Le 27/05/2022 à 13:28, Thomas Morley a écrit :
I decided to go for a better approximation of the bow-length, but
dropped some comments what to do, if execution time gets worse.
https://lsr.di.unimi.it/LSR/Item?u=1&id=1028
Here's an experiment:
\version "2.23.9"
#(define (bezier-curve control-points t)
"Given a Bezier curve of arbitrary degree specified by @var{control-points},
compute the point at the specified position @var{t}."
(if (< 1 (length control-points))
(let ((q0 (bezier-curve (drop-right control-points 1) t))
(q1 (bezier-curve (drop control-points 1) t)))
(cons
(+ (* (car q0) (- 1 t)) (* (car q1) t))
(+ (* (cdr q0) (- 1 t)) (* (cdr q1) t))))
(car control-points)))
#(define (bezier-approx-length control-points from to steps)
"Given a Bezier curve of arbitrary degree specified by @var{control-points},
compute its approximate arc length between the positions @var{from} and
@var{to}."
(let* ((params (iota steps from (/ (- to from) (1- steps))))
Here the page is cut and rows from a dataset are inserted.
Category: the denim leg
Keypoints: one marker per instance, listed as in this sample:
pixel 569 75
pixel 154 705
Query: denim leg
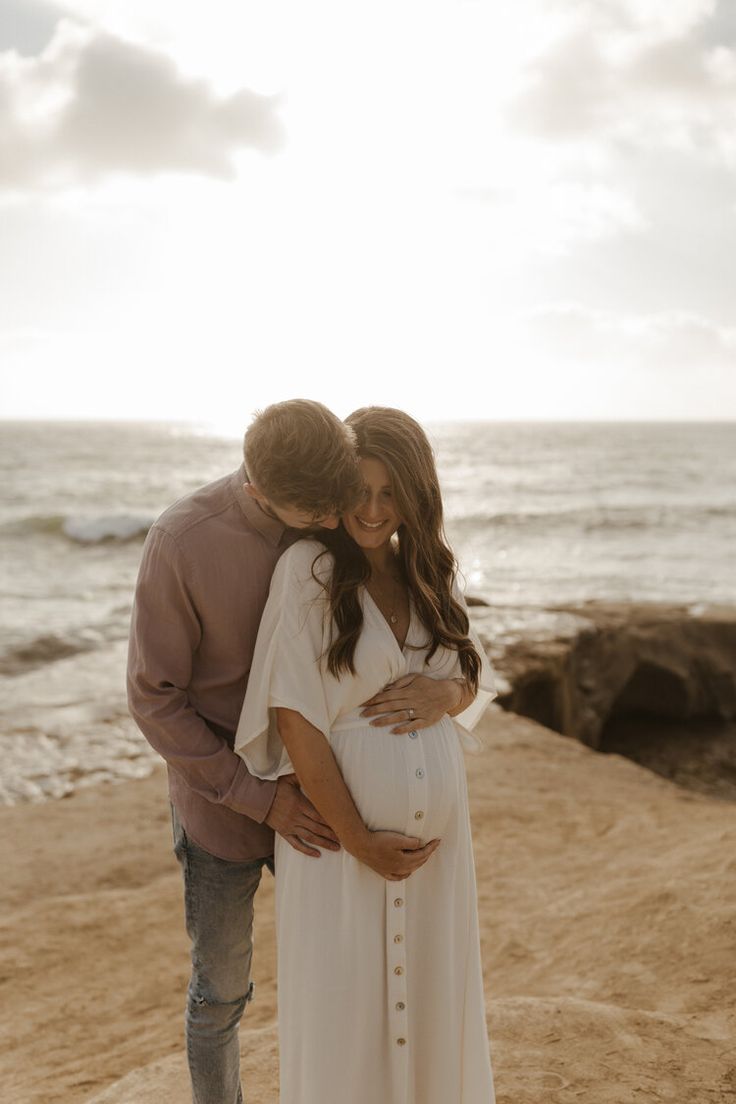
pixel 219 910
(points (map (lambda (x) (bezier-curve control-points x)) params))
(length
(fold
(lambda (a b prev)
(+ prev (ly:length (- (car a) (car b)) (- (cdr a) (cdr
b)))))
0
(drop points 1)
(drop-right points 1))))
; Need to support negative length when the range is inverted.
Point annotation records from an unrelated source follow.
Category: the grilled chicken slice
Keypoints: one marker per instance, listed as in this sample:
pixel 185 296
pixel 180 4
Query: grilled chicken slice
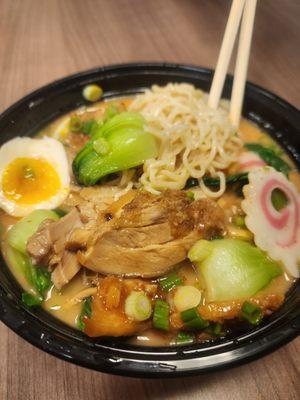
pixel 152 234
pixel 48 247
(if (< from to) length (- length))))
#(let ((bezier '((0 . 0) (1 . 1) (2 . 1) (3 . 0))))
(for-each
(lambda (n)
(ly:message "bezier-approx-length with ~a segments: ~a"
n
(bezier-approx-length bezier 0 1 n)))
'(10 50 100 500 1000 5000 10000)))
=>
bezier-approx-length with 10 segments: 3.439011160316537
bezier-approx-length with 50 segments: 3.44323346616539
bezier-approx-length with 100 segments: 3.4433446505712593
bezier-approx-length with 500 segments: 3.4433793042010272
bezier-approx-length with 1000 segments: 3.443380369827364
bezier-approx-length with 5000 segments: 3.4433807099411706
bezier-approx-length with 10000 segments: 3.443380720552721
I don't think doing many iterations is worth it here.